Loopholes in the global aviation system beyond the control of the Homeland Security Department are stymieing steps to bolster screening, several federal officials told lawmakers.
"Legal and cultural factors sometimes inhibit harmonization efforts" to standardize security measures, said Steve Lord, director of homeland security and justice issues for the Government Accountability Office.
Lord testified Thursday afternoon before the Senate Commerce, Science and Transportation Subcommittee on Aviation Operations, Safety and Security at a hearing that focused on terrorist threats emanating from aircraft operations overseas. Since December 2009, when a passenger attempted to bomb a Detroit-bound plane by concealing explosives in his underwear, the U.S. government has tried to improve security throughout the global air transportation network.
But deploying more body scanners and raising awareness among international aviation partners did not reveal a November plot to take down cargo planes headed for the United States from Yemen. It was a tip from intelligence officials that alerted President Obama to a credible terrorist threat, according to the White House.

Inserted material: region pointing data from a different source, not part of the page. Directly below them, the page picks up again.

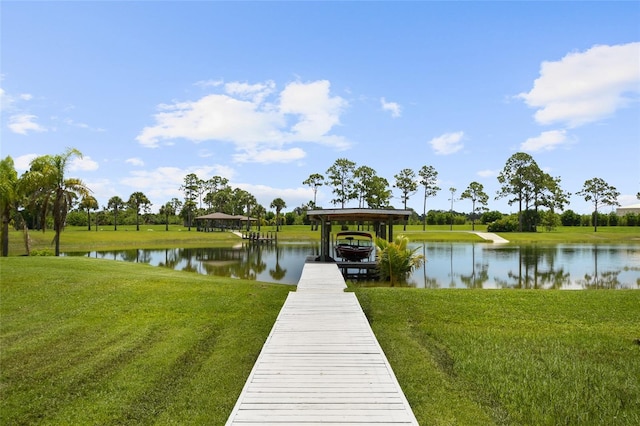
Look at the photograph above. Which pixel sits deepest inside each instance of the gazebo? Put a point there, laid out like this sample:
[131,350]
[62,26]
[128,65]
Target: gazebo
[383,221]
[221,221]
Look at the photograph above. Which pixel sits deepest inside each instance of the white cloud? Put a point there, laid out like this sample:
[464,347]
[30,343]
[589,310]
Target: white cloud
[85,164]
[266,194]
[163,183]
[255,92]
[393,107]
[24,123]
[209,83]
[547,141]
[243,115]
[488,173]
[448,143]
[268,156]
[23,162]
[587,86]
[79,125]
[134,161]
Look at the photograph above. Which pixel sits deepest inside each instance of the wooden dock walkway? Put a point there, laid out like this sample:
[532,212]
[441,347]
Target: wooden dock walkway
[321,363]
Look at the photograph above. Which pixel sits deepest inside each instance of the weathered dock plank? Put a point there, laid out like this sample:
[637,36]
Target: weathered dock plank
[321,363]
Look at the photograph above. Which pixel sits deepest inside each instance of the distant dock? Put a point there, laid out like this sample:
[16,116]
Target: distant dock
[260,237]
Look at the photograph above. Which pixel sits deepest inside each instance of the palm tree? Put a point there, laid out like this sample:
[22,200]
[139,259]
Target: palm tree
[136,201]
[46,181]
[258,211]
[8,198]
[278,204]
[115,203]
[89,203]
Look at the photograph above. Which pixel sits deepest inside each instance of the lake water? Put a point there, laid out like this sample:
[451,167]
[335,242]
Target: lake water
[449,265]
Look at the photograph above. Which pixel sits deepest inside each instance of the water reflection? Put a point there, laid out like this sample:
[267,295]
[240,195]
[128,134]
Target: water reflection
[280,263]
[449,265]
[529,266]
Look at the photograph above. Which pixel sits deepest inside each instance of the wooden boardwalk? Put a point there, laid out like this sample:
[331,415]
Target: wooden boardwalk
[321,363]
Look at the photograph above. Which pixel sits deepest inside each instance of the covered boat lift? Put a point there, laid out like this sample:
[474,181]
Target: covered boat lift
[383,221]
[221,221]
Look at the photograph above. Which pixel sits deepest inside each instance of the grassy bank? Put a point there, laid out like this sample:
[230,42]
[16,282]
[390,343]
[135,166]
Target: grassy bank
[86,341]
[155,236]
[512,357]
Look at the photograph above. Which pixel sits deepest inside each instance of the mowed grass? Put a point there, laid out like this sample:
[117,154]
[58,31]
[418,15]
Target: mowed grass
[155,236]
[476,357]
[88,341]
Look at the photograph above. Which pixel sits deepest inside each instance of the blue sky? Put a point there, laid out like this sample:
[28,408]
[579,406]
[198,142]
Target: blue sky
[266,93]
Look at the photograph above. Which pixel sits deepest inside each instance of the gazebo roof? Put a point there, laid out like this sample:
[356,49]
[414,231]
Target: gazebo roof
[359,214]
[224,216]
[217,216]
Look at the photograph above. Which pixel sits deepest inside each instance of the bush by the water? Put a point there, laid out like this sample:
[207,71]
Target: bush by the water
[396,260]
[507,224]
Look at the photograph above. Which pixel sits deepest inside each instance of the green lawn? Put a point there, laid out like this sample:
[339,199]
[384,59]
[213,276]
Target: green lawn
[155,236]
[87,341]
[516,357]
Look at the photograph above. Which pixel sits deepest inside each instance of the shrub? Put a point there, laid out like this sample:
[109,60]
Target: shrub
[570,218]
[395,261]
[489,217]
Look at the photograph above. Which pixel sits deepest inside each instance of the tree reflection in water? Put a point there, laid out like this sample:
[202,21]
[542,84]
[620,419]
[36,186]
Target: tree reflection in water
[458,265]
[560,266]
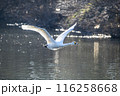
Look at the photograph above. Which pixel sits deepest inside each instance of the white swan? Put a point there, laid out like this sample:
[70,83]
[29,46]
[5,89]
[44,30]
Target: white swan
[51,43]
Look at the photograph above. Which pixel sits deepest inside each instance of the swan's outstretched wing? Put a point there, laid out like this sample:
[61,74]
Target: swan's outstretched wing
[62,36]
[41,31]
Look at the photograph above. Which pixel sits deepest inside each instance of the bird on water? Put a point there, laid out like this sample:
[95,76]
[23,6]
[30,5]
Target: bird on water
[51,43]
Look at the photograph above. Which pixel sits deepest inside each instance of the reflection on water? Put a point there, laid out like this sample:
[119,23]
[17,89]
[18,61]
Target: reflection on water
[96,52]
[22,56]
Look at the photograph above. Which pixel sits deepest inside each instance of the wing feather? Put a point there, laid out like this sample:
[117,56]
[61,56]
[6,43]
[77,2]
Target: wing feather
[62,36]
[41,31]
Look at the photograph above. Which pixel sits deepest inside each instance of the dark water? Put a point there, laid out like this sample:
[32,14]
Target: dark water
[22,56]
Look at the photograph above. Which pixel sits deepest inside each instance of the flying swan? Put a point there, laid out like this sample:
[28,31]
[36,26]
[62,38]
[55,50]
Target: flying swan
[51,43]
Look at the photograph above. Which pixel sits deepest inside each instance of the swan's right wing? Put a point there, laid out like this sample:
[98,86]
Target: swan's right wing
[41,31]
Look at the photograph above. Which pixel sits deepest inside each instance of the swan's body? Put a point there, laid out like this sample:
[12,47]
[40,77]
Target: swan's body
[51,43]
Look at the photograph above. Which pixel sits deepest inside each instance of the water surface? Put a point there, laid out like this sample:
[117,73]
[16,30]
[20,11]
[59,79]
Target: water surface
[22,56]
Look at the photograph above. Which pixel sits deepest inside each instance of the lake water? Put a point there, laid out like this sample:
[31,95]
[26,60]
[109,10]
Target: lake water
[22,56]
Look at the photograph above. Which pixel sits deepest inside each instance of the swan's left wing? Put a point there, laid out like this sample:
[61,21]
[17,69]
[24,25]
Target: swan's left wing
[41,31]
[62,36]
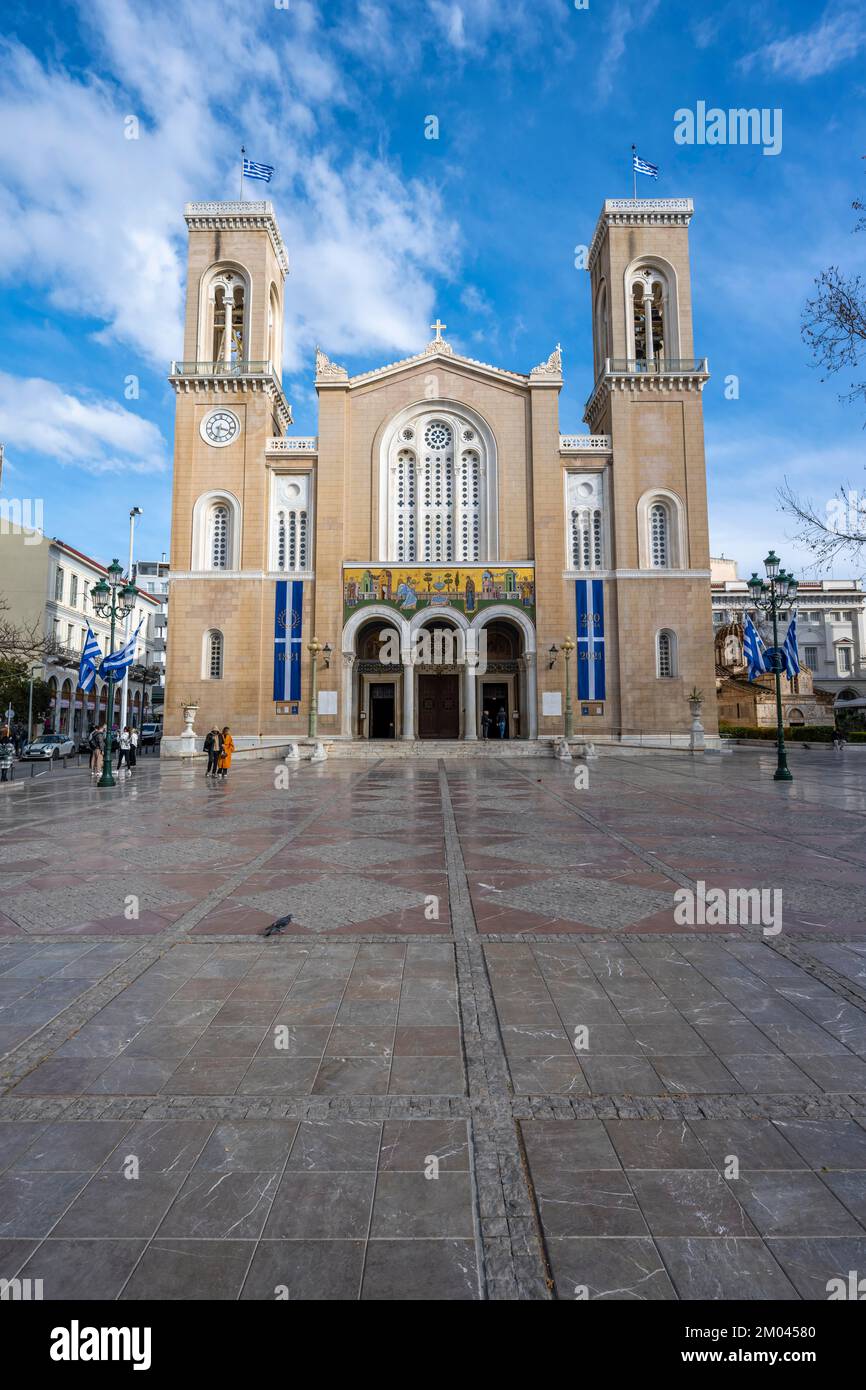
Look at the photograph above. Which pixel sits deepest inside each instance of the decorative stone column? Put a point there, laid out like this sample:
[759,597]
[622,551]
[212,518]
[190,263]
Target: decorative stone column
[531,694]
[409,694]
[470,687]
[697,738]
[348,694]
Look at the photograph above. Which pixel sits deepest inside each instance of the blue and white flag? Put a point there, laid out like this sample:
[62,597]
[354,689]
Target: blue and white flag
[754,649]
[91,655]
[644,166]
[253,170]
[788,649]
[118,662]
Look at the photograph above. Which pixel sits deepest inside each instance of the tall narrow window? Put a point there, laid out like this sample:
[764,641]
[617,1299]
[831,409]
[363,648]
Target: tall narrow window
[585,527]
[291,521]
[470,498]
[213,656]
[405,505]
[435,510]
[666,655]
[659,540]
[218,546]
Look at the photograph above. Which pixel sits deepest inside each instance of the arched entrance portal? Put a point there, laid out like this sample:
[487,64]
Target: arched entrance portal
[378,677]
[433,677]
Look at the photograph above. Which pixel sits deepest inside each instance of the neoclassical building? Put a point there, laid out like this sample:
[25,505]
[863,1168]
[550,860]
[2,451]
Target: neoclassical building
[439,538]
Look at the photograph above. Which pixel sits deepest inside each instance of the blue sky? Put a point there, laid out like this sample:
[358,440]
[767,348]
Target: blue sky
[538,104]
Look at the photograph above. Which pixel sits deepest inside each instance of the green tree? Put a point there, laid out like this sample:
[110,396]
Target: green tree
[15,690]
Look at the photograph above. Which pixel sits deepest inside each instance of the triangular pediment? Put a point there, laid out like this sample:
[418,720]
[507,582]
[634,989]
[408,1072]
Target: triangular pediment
[438,350]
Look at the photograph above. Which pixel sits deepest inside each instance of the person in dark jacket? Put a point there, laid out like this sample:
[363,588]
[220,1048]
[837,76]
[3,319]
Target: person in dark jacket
[213,747]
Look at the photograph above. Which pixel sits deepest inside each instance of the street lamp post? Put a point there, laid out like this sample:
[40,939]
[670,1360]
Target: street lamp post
[134,513]
[567,649]
[113,601]
[313,648]
[773,595]
[29,708]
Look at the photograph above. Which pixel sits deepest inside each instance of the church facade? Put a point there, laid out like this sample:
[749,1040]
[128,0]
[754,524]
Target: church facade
[439,562]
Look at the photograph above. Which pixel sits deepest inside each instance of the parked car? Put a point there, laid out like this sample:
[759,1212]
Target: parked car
[49,745]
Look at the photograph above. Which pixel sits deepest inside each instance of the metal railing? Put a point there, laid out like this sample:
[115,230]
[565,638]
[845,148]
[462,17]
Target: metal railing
[659,366]
[223,369]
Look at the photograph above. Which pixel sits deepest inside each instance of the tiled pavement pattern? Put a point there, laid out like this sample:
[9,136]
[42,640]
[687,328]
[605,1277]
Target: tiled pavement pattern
[483,1059]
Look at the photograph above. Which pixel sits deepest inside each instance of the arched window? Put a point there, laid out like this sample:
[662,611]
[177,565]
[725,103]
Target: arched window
[659,537]
[216,533]
[602,328]
[666,653]
[584,494]
[405,505]
[224,307]
[435,505]
[220,523]
[470,494]
[291,521]
[213,656]
[651,306]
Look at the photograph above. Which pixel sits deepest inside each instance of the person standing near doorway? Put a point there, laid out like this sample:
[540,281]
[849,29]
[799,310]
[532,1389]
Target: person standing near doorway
[213,747]
[124,748]
[225,755]
[7,754]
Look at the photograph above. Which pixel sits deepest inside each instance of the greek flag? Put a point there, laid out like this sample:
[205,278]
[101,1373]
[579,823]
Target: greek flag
[644,166]
[788,649]
[263,171]
[91,653]
[754,649]
[118,662]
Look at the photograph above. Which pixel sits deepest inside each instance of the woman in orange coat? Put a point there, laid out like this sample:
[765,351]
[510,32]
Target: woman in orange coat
[225,756]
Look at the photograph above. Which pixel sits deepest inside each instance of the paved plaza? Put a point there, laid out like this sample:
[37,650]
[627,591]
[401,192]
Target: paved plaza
[484,1059]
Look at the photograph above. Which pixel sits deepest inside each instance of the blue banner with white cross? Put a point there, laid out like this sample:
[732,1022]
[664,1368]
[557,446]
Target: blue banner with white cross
[288,627]
[590,638]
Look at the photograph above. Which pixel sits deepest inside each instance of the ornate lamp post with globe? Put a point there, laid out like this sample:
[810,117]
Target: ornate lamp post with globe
[773,595]
[113,601]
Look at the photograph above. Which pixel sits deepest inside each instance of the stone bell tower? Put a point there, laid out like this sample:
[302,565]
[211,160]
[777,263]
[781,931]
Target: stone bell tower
[647,398]
[230,407]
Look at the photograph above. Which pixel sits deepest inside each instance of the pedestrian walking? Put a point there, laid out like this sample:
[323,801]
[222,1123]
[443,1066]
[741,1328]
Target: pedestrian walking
[228,748]
[7,754]
[213,747]
[123,749]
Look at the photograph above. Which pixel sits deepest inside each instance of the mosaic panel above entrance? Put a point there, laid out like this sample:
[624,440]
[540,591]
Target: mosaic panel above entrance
[467,590]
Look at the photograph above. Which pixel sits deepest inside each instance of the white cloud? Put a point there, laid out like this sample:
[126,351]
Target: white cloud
[89,432]
[626,17]
[95,220]
[838,36]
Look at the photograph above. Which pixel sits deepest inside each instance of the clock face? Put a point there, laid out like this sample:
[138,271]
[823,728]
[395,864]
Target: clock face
[220,427]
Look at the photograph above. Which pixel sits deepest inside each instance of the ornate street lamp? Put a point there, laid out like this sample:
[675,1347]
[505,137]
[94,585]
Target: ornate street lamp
[113,601]
[313,648]
[567,648]
[773,595]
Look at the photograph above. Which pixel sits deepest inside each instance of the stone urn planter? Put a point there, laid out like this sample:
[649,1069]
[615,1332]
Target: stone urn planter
[697,740]
[188,737]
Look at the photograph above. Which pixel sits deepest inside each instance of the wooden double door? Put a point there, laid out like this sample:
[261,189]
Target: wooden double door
[438,706]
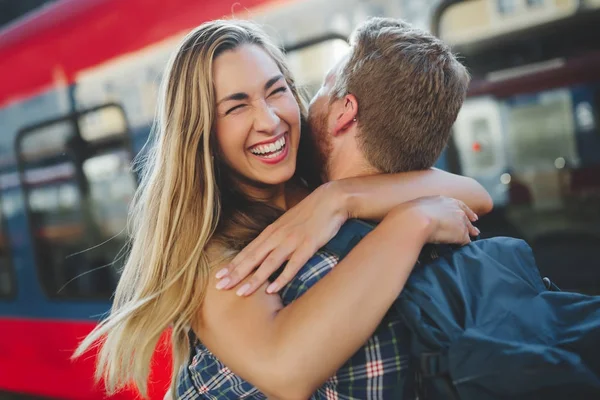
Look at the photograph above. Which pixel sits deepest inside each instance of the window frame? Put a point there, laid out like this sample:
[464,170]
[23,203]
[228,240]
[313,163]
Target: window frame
[73,118]
[12,275]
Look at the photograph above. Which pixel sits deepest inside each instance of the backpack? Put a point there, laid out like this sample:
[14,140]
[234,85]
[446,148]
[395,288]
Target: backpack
[485,325]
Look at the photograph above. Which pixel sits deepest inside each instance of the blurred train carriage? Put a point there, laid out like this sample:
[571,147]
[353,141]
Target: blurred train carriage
[530,128]
[77,99]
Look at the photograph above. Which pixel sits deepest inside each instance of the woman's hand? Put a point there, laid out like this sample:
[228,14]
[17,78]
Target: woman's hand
[295,237]
[448,220]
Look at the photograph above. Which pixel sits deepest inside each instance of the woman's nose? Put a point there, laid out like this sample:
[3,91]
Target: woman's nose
[266,119]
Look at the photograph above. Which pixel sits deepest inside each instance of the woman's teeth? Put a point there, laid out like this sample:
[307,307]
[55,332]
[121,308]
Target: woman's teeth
[270,150]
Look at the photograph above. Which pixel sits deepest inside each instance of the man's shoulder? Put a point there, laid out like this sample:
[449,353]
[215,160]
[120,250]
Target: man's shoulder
[348,236]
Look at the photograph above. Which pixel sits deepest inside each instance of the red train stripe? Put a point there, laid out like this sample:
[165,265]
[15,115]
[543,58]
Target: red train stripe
[50,48]
[35,359]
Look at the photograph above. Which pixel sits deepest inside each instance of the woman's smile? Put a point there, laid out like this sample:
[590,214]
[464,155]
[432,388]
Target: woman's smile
[272,151]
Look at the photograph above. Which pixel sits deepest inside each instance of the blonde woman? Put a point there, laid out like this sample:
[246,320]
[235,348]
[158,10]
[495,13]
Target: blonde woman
[221,168]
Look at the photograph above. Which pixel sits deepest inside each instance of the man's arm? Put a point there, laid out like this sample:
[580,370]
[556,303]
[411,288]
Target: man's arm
[289,352]
[309,225]
[372,197]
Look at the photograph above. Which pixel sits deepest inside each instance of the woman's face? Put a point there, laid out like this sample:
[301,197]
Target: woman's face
[258,118]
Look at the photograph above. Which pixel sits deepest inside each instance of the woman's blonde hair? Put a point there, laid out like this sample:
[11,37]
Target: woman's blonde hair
[184,202]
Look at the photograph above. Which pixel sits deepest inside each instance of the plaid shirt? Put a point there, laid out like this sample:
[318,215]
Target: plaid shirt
[378,370]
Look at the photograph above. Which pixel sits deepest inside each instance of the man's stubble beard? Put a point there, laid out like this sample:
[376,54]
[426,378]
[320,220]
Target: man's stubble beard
[321,141]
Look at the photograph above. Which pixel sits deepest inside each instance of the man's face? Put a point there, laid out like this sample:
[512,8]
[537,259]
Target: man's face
[319,114]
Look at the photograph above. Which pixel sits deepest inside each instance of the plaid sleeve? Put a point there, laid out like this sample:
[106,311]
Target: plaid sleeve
[313,271]
[207,378]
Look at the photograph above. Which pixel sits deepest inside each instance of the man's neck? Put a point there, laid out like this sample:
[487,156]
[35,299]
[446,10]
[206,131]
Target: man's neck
[349,168]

Sen. Jay Rockefeller IV, D-W.Va., chairman of the full committee, seemed particularly concerned about the disconnect between U.S. and foreign data systems. "We've talked about machinery," he said. "We need to talk about information that is about passengers. . . . That can be as important as the machinery itself and can reveal things that the machinery never could, such things as intent."
He noted Europe is not keen on the idea of adopting a passenger data system similar to the one the United States uses. Several bilateral agreements that would improve information sharing on known offenders haven't been signed and some European Union officials now are looking to restrict reviews of data from passenger name records, according to DHS officials. PNRs contain information that passengers give to travel agencies and airlines to book flights.
"Having that information 72 hours in advance allows us to check against our watch lists," DHS Assistant Secretary of Policy David Heyman said at the hearing. "The PNR is extremely important. . . . It has helped us to do analysis that allows us to find co-travelers who might be of concern -- we did that in the case of Zazi -- and to identify individuals who may be trying to flee the country as the case was with Shahzad." Najibullah Zazi allegedly planned to ignite explosives in the New York subway system and Faisal Shahzad allegedly tried to bomb Times Square.
The EU does not have the same advanced passenger information for aircraft flying into Europe that the U.S. government has for flights bound for the states from Europe.
"[The European] Parliament has not rejected that agreement. They have said they have questions about it. They want to strengthen the privacy protections in it -- and have consequently said they are going to withhold their voting down until the commission negotiates a new agreement with the United States," Heyman said. "The commission received today their mandate to negotiate with the United States and that will be forthcoming negotiation starting very soon."
On the body scanner front, 13 foreign countries have begun to test or deploy the units, known as Advanced Imaging Technology, or have committed to doing so. But concerns about privacy, cost and effectiveness prevent many other governments from following suit.
Because the machine "presents a full-body image of a person during the screening process, concerns have been expressed that the image is an invasion of privacy," Lord testified. The European Commission reports that several countries, including the Czech Republic, France, Germany and Italy, "by law, limit the exposure of persons to radiation other than for medical purposes, a potential barrier to acquiring some passenger screening technologies," he added.
Other technologies are less invasive but, so far, the Transportation Security Administration isn't satisfied that they would be effective.
For example, automatic target recognition uses software instead of employees to examine body images, but the agency's "concern remains the number of false positives and then the amount of pat down that is required to resolve those false positives," said Vicki Reeder, director of global compliance at the TSA Office of Global Strategies. "We continue to work with other countries to encourage them to procure AITs."
The scale of rollouts in the United States vastly exceeds the amount of machines other countries are considering. "Even though 13 other countries are either testing or deploying it, the numbers of machines they are actually deploying are rather small," Lord said. TSA, which currently operates about 385 machines, plans to prop up 1,800.
Even with those numbers, Lord noted, "It remains unclear whether the AIT would have been able to detect the weapon used in the December 2009 incident based on the preliminary TSA information we have received."